Core Data – efficient fetching of portions of Entities

February 14, 2014 by

Quick write up of an active conversation on twitter and the results of some research.

Brent Simmons posted about something I’d started looking into today: Efficient Core Data fetching when you only need a few fields of a database Entity.  The name of setPropertiesToFetch: in NSFetchRequest looks promising however the documentation says:

This value is only used if resultType is set to NSDictionaryResultType.

Well that’s a bummer because we’d really like our nice subclass of NSManagedObject to be used by our view controller (say) or we only need to access one property of the complex object.  Here’s something odd I noticed though: the comment in the NSFetchRequest.h file (OS X 10.8 SDK & 10.9 SDK) for setPropertiesToFetch: says this:

If NSManagedObjectResultType is set, then NSExpressionDescription cannot be used, and the results are managed object faults partially pre-populated with the named properties

Well hey! That’s exactly what we want it to do for efficiency when we only need a couple of properties out of many for a given entity.

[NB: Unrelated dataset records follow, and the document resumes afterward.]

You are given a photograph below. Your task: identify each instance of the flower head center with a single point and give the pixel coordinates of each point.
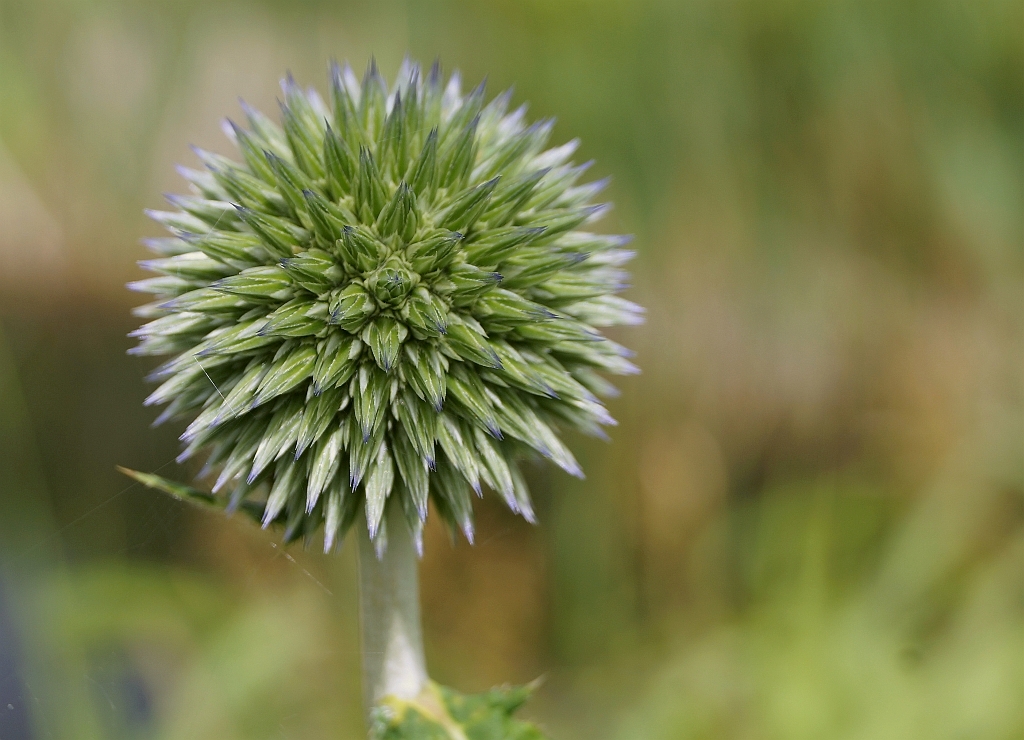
(391, 283)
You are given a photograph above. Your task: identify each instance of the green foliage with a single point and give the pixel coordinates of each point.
(442, 713)
(321, 298)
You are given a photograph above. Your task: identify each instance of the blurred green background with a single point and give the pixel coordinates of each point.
(810, 522)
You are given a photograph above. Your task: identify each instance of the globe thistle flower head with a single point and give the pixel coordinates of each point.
(392, 296)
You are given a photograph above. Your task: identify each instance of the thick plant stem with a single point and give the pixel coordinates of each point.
(389, 615)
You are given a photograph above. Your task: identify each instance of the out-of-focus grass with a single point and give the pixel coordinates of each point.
(810, 521)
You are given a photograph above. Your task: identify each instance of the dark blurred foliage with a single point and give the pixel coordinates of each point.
(810, 522)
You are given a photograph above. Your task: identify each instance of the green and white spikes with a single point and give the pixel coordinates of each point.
(391, 298)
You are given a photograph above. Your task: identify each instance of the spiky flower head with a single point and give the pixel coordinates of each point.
(392, 297)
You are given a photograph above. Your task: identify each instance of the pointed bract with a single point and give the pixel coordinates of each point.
(388, 295)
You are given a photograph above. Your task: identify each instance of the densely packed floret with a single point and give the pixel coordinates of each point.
(391, 298)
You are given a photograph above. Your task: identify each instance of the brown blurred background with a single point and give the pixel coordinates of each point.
(810, 522)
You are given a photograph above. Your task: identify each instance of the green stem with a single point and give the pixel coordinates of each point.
(389, 615)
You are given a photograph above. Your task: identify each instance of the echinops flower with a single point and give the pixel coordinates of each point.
(394, 296)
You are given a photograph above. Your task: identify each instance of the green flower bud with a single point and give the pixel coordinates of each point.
(392, 296)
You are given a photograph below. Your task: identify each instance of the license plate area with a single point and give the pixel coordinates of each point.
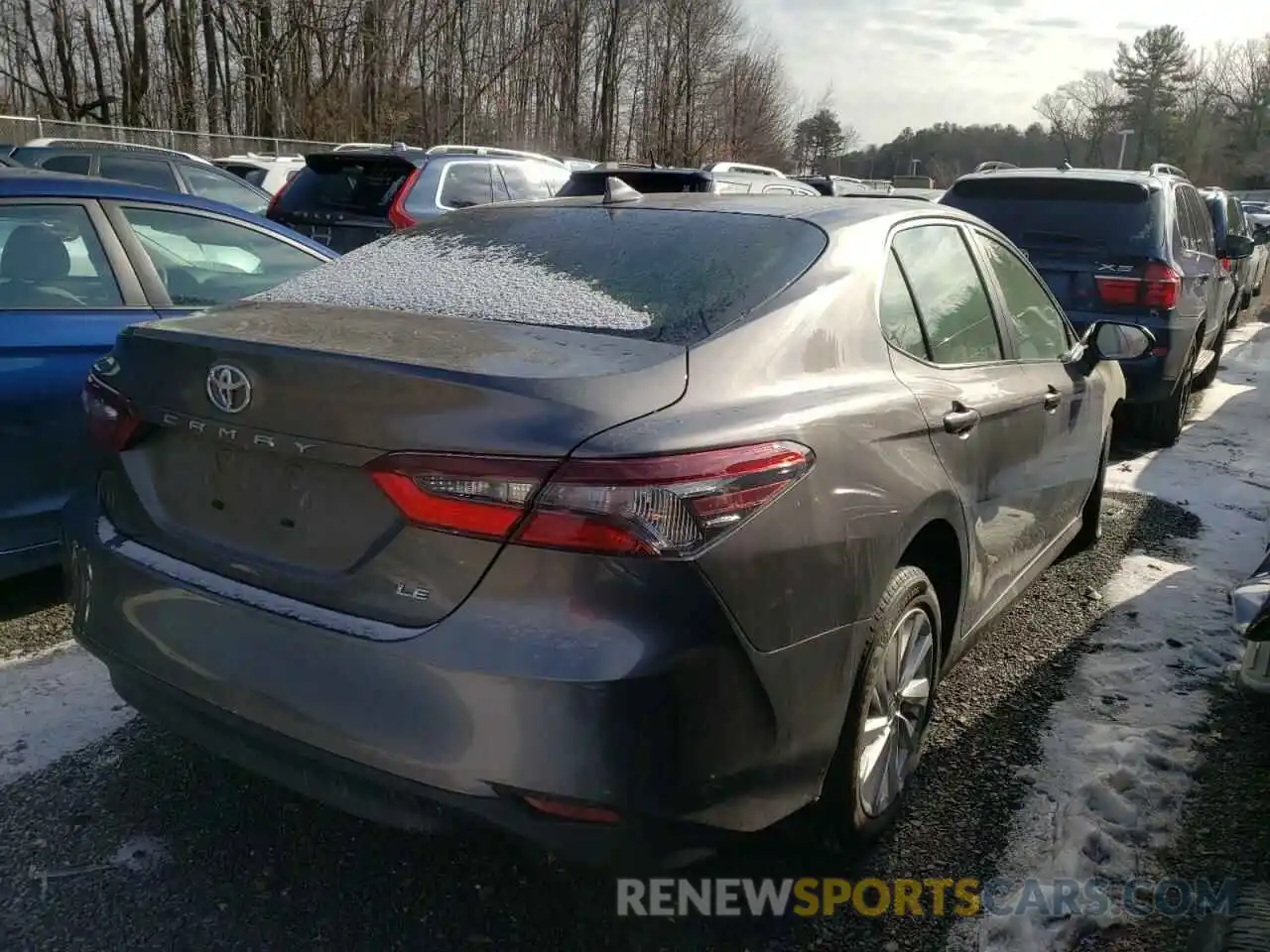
(310, 515)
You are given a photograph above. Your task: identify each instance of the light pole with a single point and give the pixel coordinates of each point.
(1124, 137)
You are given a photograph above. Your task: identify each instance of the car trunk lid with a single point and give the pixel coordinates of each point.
(344, 199)
(1078, 232)
(275, 492)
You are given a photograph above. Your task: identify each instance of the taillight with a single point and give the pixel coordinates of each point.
(112, 424)
(666, 506)
(1159, 286)
(397, 211)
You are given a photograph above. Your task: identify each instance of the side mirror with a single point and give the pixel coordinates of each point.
(1114, 340)
(1238, 246)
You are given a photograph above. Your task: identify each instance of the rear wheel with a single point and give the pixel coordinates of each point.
(1161, 422)
(892, 705)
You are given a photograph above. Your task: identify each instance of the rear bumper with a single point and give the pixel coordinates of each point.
(672, 730)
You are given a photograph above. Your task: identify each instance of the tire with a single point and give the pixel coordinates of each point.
(1162, 422)
(855, 807)
(1091, 516)
(1209, 375)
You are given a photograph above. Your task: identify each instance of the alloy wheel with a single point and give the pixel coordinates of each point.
(897, 707)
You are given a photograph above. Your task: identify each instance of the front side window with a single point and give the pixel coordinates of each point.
(154, 173)
(71, 164)
(204, 261)
(949, 295)
(1038, 324)
(51, 258)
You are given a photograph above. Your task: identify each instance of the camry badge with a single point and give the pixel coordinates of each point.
(229, 389)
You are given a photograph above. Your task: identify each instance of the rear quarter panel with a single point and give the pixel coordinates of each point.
(813, 368)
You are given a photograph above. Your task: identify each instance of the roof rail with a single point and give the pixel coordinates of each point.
(107, 144)
(497, 151)
(746, 168)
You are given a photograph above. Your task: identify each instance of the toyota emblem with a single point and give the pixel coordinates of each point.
(229, 389)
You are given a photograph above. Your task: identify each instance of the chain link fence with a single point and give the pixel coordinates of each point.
(17, 130)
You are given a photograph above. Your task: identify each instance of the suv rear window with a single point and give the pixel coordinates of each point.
(1115, 216)
(354, 184)
(583, 268)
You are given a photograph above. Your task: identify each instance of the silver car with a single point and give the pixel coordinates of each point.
(622, 524)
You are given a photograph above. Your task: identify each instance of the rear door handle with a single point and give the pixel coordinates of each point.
(960, 420)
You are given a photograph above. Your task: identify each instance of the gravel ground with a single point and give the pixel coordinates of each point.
(223, 861)
(32, 615)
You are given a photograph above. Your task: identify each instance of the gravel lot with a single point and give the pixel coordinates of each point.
(217, 860)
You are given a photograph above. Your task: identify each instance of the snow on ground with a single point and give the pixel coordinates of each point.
(1118, 751)
(53, 705)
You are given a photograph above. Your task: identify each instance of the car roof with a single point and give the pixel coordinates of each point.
(37, 182)
(841, 212)
(1144, 178)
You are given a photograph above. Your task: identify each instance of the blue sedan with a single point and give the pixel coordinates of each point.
(81, 258)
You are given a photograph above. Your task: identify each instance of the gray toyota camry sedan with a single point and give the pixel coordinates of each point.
(620, 524)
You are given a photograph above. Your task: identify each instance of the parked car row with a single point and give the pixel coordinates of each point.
(629, 522)
(1144, 246)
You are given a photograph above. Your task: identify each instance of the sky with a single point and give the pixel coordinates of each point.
(965, 61)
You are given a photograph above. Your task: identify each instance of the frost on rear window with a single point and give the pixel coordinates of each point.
(657, 275)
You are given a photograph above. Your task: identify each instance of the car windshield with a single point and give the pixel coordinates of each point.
(1043, 212)
(621, 272)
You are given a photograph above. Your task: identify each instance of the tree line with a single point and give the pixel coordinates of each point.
(1161, 100)
(675, 81)
(671, 80)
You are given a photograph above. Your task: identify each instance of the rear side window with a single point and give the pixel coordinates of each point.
(584, 268)
(649, 181)
(949, 294)
(466, 184)
(361, 185)
(899, 321)
(72, 164)
(1118, 217)
(1202, 227)
(1238, 222)
(140, 172)
(522, 181)
(1039, 327)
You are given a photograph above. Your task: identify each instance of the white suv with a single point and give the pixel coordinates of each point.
(266, 172)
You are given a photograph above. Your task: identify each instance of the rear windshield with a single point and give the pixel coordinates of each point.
(647, 180)
(656, 275)
(362, 185)
(1115, 216)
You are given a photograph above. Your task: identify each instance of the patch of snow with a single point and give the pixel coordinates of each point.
(53, 705)
(1118, 751)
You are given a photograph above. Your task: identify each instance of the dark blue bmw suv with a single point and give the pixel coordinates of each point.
(1123, 245)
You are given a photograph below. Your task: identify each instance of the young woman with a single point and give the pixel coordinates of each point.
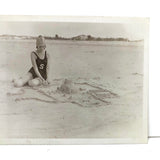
(38, 74)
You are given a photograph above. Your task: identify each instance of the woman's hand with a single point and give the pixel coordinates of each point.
(44, 82)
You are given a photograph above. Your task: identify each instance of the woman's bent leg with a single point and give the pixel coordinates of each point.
(22, 81)
(34, 82)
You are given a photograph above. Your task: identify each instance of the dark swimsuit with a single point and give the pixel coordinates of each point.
(42, 67)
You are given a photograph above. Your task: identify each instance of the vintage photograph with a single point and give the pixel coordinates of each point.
(73, 82)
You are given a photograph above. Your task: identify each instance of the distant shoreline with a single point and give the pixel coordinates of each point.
(77, 38)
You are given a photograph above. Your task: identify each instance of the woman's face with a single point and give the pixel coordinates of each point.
(41, 48)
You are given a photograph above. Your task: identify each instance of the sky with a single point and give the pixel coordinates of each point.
(132, 31)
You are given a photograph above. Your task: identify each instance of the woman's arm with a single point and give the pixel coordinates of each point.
(33, 59)
(48, 67)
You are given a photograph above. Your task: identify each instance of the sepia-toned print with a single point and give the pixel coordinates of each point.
(71, 82)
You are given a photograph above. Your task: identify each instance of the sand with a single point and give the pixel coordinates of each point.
(95, 91)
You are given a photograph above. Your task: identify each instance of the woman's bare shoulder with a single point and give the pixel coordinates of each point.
(33, 54)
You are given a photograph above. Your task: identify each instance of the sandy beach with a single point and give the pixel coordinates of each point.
(106, 100)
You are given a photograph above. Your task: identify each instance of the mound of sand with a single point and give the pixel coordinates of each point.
(67, 87)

Thanks to some twitter dialog with @pgor and others, and especially a reminder from @JimRoepcke about setting -com.apple.CoreData.SQLDebug 1 to show the sql logging for Core Data when talking to an sqlite backend, I was able to verify that this does work the way we want it to, at least on OS X running under 10.8.4:

If you use code like the following:


NSFetchRequest * request = [NSFetchRequest fetchRequestWithEntityName: @"AppEntry"];
[request setPredicate: [NSPredicate predicateWithFormat: @"app_id in %@", inAppIDs]];
[request setIncludesSubentities: NO];
[request setPropertiesToFetch: @[ @"app_id", @"fooprop"]];
// [request setIncludesPropertyValues: NO]; // you need YES, which is the default
[request setResultType: NSManagedObjectResultType];
[request setReturnsObjectsAsFaults: NO]; // maybe not needed.  It will still be a fault,
                                         // but the properties are preloaded
NSError * error = nil;
NSArray * fetchedArray = [self.managedObjectContext executeFetchRequest: request error: &error ];
if ( fetchedArray != nil )
{
  if ( [fetchedArray count] > 0 )
  {
    AppEntry * entry = [fetchedArray firstObject];
    NSLog(@" isFault? %@", entry.isFault ? @"YES" : @"NO" );
    NSNumber * appID = entry.app_id;
    NSLog(@" appID: %@", appID );
    NSLog(@" isFault? %@", entry.isFault ? @"YES" : @"NO" );
      // accessing property not in setPropertiesToFetch:
      // causes fault to fire & load whole object
    NSString * otherProperty = entry.otherProperty;
    NSLog(@" isFault? %@", entry.isFault ? @"YES" : @"NO" );
    NSLog(@"otherProperty: %@", otherProperty );
  }
  else
    NSLog(@"no resuts");
}

(code changed to mask client project details so typos are because of that)

and the output is:

// the fetch does this - only the two properties we indicated are fetched:
 CoreData: sql: SELECT t0.Z_ENT, t0.Z_PK, t0.ZAPP_ID, t0.ZFOO FROM 
                  ZAPPENTRY t0 WHERE t0.ZAPP_ID IN (?,?,?)
 isFault? YES
 appID: 281940292
 isFault? YES
 CoreData: sql: SELECT 0, t0.Z_PK, t0.Z_OPT, t0.ZAPP_ID, t0.ZOTHERPROPERTY, 
                   t0.ZDATESTAMP, t0.ZNAME, t0.ZFOO, t0.ZTITLE FROM ZAPPENTRY t0 
                   WHERE t0.Z_PK = ?
 CoreData: annotation: sql connection fetch time: 0.0025s
 CoreData: annotation: total fetch execution time: 0.0030s for 1 rows.
 CoreData: annotation: fault fulfilled from database for : 0x100150590 ...
 isFault? NO
 otherProperty: it works!

So you can see that the main fetch request only grabbed the two properties that were in setPropertiesToFetch:. The result object is a faulted NSManagedObject (see where we checked isFault) but the property values for the properties listed in setPropertiesToFetch: are available without faulting the object and doing another database fetch. You’ll see we accessed appID to check this.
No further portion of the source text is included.